By Rachael Dalton-Taggart in Scottsdale, AZ
In an hour-long presentation, John crammed multiple facts, anecdotes and quotes that demonstrated how culture, language and even the availability of batteries influence the innovations that come at us.
He pointed out that he feels we are at a point now of innovation which is similar to the 1980s, which was dominated by the development of microprocessors. He tracked innovation from as far back as the mid-1800's, demonstrating how each new innovation sparked a series of others, developing through to the 1980's where the new chip processing power augured an entirely new language, a new way of thinking and a startling array of new innovations.
An interesting point that he showed was that many important innovations, especially the more recent ones, have been created by students rather than by companies.
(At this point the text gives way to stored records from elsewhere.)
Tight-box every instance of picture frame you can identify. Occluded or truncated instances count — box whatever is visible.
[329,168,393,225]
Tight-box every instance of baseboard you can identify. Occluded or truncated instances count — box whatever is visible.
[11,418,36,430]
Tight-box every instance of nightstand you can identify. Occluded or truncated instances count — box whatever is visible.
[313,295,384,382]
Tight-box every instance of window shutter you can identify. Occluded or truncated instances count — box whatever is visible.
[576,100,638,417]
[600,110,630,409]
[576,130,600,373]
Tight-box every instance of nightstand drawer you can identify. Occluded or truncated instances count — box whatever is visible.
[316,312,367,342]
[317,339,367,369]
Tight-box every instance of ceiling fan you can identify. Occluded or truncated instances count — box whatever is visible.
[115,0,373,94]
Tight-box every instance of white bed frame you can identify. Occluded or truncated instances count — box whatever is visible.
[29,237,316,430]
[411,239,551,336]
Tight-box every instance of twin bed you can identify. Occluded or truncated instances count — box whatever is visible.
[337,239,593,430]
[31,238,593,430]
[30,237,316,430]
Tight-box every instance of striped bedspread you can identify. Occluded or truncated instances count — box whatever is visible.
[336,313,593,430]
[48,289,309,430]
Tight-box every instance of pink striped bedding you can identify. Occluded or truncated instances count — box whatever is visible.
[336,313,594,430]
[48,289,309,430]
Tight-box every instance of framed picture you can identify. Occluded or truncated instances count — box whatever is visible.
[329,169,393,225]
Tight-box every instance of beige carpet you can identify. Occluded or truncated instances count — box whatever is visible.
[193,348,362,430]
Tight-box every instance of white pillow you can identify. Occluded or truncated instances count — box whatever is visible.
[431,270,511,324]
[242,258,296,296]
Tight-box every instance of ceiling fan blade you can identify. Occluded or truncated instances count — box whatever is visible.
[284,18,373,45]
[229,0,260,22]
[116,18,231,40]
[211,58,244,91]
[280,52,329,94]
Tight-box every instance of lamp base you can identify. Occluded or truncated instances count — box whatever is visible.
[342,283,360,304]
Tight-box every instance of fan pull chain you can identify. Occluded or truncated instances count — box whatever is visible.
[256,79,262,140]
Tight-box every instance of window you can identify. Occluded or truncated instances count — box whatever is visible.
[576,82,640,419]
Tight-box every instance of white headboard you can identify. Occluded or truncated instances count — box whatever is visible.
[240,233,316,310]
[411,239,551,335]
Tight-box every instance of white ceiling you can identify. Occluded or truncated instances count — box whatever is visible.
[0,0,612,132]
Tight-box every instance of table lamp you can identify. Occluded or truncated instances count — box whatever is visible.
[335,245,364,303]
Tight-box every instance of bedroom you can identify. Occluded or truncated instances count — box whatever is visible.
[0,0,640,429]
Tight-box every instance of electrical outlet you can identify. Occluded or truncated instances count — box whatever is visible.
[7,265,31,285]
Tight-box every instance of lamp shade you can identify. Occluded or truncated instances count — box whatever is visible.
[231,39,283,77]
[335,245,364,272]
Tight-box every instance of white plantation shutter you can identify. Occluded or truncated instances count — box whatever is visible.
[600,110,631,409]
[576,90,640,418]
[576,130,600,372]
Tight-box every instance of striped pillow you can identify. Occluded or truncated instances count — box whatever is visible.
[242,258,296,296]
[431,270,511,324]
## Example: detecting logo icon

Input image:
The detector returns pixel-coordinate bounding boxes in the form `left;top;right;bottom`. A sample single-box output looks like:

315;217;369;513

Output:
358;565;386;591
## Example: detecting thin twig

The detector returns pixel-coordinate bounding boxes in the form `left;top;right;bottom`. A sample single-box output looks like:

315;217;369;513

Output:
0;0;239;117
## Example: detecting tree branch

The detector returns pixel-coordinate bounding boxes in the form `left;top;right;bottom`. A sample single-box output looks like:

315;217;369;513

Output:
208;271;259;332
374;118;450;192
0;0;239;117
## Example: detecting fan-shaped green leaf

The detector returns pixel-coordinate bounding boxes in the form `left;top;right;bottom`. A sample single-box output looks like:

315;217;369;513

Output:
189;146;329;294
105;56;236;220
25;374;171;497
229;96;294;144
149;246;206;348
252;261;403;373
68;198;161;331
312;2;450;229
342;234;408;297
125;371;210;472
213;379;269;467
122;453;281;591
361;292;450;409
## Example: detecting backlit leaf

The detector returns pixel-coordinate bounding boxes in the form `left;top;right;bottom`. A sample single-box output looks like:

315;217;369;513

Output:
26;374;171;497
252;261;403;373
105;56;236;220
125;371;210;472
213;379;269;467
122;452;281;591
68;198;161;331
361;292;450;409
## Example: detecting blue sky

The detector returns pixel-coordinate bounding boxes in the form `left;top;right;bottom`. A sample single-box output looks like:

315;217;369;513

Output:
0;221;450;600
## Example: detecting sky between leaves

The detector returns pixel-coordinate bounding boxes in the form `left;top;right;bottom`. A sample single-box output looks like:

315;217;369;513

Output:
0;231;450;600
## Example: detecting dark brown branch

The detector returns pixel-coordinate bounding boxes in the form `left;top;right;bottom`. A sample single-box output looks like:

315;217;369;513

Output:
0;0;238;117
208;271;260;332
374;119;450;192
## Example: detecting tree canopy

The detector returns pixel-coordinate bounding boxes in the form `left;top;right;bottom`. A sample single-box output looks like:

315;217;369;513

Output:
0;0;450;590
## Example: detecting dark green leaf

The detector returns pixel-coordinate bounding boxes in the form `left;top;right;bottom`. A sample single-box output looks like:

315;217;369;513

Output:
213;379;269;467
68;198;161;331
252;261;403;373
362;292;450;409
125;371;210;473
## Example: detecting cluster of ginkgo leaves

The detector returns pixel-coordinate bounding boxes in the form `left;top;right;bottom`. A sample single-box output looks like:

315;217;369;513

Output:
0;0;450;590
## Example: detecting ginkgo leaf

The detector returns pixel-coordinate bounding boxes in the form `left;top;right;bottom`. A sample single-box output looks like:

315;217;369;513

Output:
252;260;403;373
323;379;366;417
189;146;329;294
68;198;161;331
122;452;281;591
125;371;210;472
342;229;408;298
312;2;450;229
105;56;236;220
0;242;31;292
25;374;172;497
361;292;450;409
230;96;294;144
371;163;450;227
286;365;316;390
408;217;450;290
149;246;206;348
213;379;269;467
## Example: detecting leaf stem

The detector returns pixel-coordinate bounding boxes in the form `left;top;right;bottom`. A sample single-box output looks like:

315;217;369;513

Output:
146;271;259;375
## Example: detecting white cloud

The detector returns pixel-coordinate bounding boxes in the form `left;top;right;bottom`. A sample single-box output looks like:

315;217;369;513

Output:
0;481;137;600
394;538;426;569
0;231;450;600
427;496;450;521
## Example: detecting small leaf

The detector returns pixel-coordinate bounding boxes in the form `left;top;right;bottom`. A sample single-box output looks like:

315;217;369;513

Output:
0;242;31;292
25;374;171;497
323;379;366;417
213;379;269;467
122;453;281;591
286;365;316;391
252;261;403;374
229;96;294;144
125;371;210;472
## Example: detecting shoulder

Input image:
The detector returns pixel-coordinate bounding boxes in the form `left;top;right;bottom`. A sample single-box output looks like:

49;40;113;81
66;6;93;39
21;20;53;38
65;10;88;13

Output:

His conclusion:"Students don't have to take meetings." Maybe we all have a lot to learn from that!
Using many and varied quotes from both well- and lesser-known innovators, John kept managing to ram his points home to the 260 attendees. One that has stayed in my mind is from Dr. Edwin Lund."Redesign is not so much having a new idea as stopping having an old idea," and"Invention is a sudden cessation of stupidity."
As we enter a new level of innovation, we need to remember that the creative platform is being raised by the innovations of everyone else. That is true not just of the CAD and engineering software industries but also for the rest of the world.